The "G" in "1 GHz" represents 10 to the 9th power = 1 billion, and the "Hz" represents the number of frequencies per second (the number of times you clap your hands). Therefore, "1.1GHz" indicates a CPU that can run 1.1 billion times per second.
Should Clock Frequency Be Higher?
From what I have said so far, you may think that it is better to have a higher clock frequency. However, if the clock frequency is set too high, several problems can occur.
First, just as the faster you dance, the more you sweat and get tired, the higher the clock frequency, the more heat the CPU generates and the more power it consumes. For example, the battery life of mobile devices such as smartphones is an important factor, so it would be a problem if the battery of the phone runs out quickly due to high power consumption.

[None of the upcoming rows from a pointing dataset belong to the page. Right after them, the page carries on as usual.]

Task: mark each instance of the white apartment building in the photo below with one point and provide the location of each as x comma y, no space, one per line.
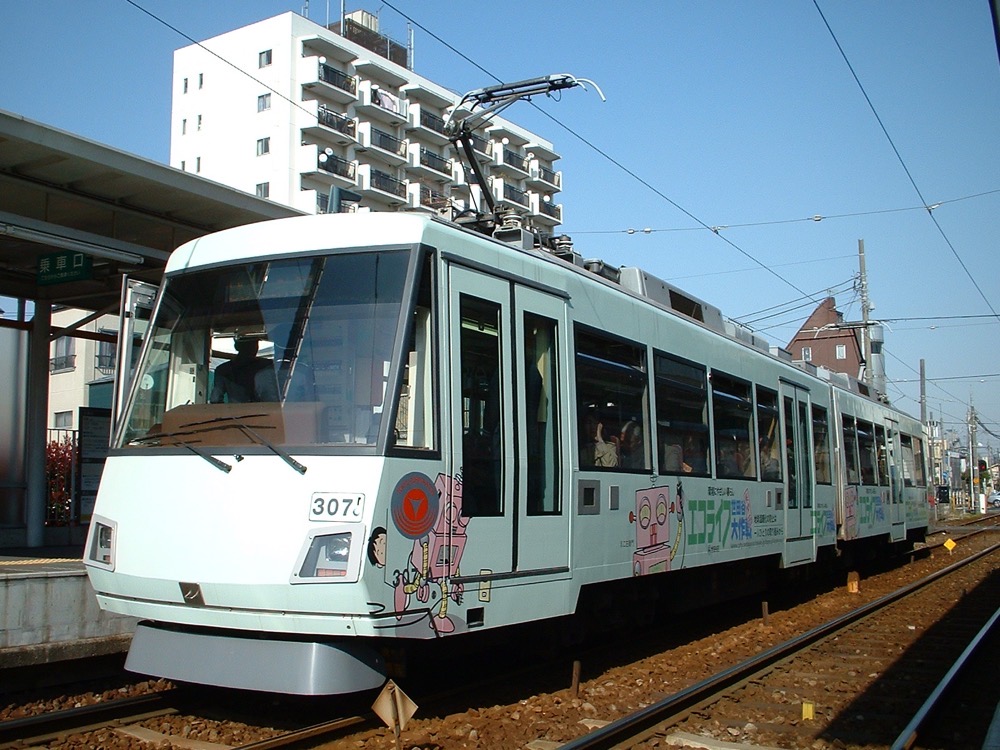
81,367
288,109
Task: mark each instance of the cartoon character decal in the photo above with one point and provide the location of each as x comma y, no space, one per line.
653,512
430,515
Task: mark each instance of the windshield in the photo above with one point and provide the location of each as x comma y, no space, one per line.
294,351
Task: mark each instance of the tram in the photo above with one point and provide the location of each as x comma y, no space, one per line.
348,430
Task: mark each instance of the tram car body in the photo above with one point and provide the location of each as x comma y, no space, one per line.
443,432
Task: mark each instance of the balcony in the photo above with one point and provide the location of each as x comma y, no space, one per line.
381,105
509,194
510,163
544,178
382,145
428,164
434,97
331,126
427,125
62,363
429,199
324,80
326,167
381,186
544,212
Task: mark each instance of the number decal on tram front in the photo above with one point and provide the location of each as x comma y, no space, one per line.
338,506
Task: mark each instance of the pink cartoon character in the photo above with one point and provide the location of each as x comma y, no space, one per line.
436,556
652,531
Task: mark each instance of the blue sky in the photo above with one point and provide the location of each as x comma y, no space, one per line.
743,115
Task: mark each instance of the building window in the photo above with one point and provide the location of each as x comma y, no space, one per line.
63,354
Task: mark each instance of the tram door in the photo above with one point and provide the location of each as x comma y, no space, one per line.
133,322
542,522
480,357
894,461
799,540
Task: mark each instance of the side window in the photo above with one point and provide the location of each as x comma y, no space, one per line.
909,465
919,468
851,451
732,412
866,452
681,416
769,435
611,412
881,456
541,415
414,426
821,445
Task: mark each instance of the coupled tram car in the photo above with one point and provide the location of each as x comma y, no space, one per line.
350,429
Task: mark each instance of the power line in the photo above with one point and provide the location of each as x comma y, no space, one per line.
902,163
816,218
605,155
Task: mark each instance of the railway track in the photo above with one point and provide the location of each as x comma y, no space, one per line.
859,680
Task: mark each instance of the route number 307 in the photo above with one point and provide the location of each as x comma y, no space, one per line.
325,506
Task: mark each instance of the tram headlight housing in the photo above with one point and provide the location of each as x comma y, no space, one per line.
101,549
328,557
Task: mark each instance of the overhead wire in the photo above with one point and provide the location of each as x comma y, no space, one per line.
902,162
604,154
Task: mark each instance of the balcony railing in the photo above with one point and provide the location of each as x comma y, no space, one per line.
479,143
515,195
65,362
432,161
337,121
432,198
549,175
387,142
335,165
387,183
431,121
514,159
338,79
105,362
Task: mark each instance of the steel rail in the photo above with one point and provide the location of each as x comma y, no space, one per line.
615,733
908,736
33,730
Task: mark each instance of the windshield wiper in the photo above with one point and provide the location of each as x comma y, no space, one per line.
218,464
220,422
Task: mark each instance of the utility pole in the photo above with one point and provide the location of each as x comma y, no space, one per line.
972,453
923,393
865,310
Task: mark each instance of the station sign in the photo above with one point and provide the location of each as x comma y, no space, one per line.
68,265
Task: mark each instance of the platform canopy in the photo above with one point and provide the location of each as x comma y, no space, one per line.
75,215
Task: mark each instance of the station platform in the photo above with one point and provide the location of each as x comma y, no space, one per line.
48,611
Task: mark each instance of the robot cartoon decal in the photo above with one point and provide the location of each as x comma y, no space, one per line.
654,510
430,515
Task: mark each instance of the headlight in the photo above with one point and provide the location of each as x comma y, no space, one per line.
328,556
101,550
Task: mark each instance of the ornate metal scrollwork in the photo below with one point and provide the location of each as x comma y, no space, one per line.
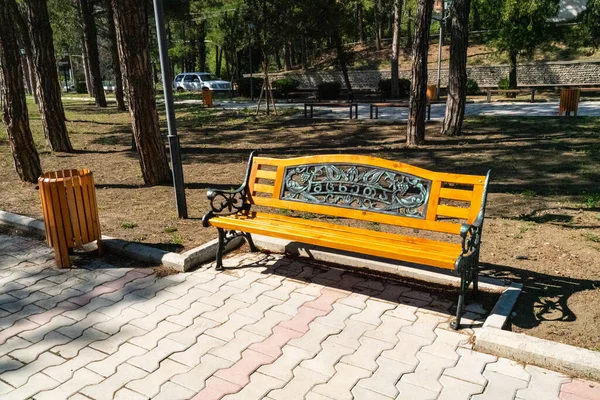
357,186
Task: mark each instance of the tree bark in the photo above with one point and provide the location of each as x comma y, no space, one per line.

Another problem arises. At 1 GHz, one clock is one billionth of a second. In other words, the hands are being clapped at a very short interval of one billionth of a second. Clock signals are electric currents, which travel at roughly the speed of light (300,000 km/s). Even with that speed, the clock signal can only advance about 30 cm in this short time. So the next clock signal is emitted when it has advanced 30cm.
If you are trying to synchronize, you have to finish your choreography before the next clap comes. This is because the dance will be disjointed if you are still doing the previous choreography when the next clap is given. In other words, if the people who synchronize are not within 30cm of each other, in the example of dancing, the dance will fall apart.
When the clock frequency is increased to 3 GHz, the distance is reduced to 10 cm. Thus, in order to increase the clock frequency, it is necessary to miniaturize the components of the CPU and place them within the CPU. However, this miniaturization is reaching its limits.
The value of 300,000 km/s, the speed of light, is the speed of propagation through a vacuum. Therefore, the speed of the current flow on the CPU's circuitry is even slower than that.
Number of Cores
So the idea was conceived to reduce the generated heat by keeping the clock frequency to a moderate level, and to improve the CPU performance by installing multiple cores instead. The term "core" refers to the central part of the CPU's work, and multiple cores means that there are multiple "arithmetic and logic units" and "control units" in a single CPU. The aim is not to increase the speed of a single core, but to improve the performance of the CPU as a whole by incorporating multiple cores.
A CPU with two cores is called a "dual-core CPU", while four cores are called a "quad-core CPU". Regardless of the number, a CPU with multiple cores is called a "multi-core CPU".
In the previous example of the MacBook, we can see that the CPU has four cores.
Number of Threads
Also, a technology called "thread" has been introduced. This is a technology that increases the number of "control units" in the core, making the computer look like it has more cores than it does. By increasing the number of "control units", we aim to reduce the time when the "arithmetic and logic unit" is not in use as much as possible, thereby increasing efficiency and improving performance. However, since the "arithmetic and logic unit" itself is not increasing, the performance improvement is not as great as the increase in cores.
This technology to increase the number of threads is called "HTT: Hyper-Threading Technology" for Intel CPUs and "SMT: Simultaneous Multithreading" for AMD CPUs.
There is another technology known as "cache". The cache is a storage area that can be read and written faster than memory, and by installing it inside the CPU, performance is improved.
Finally, I will summarize the contents of the article so far.
In this article, I have explained "What is CPU?".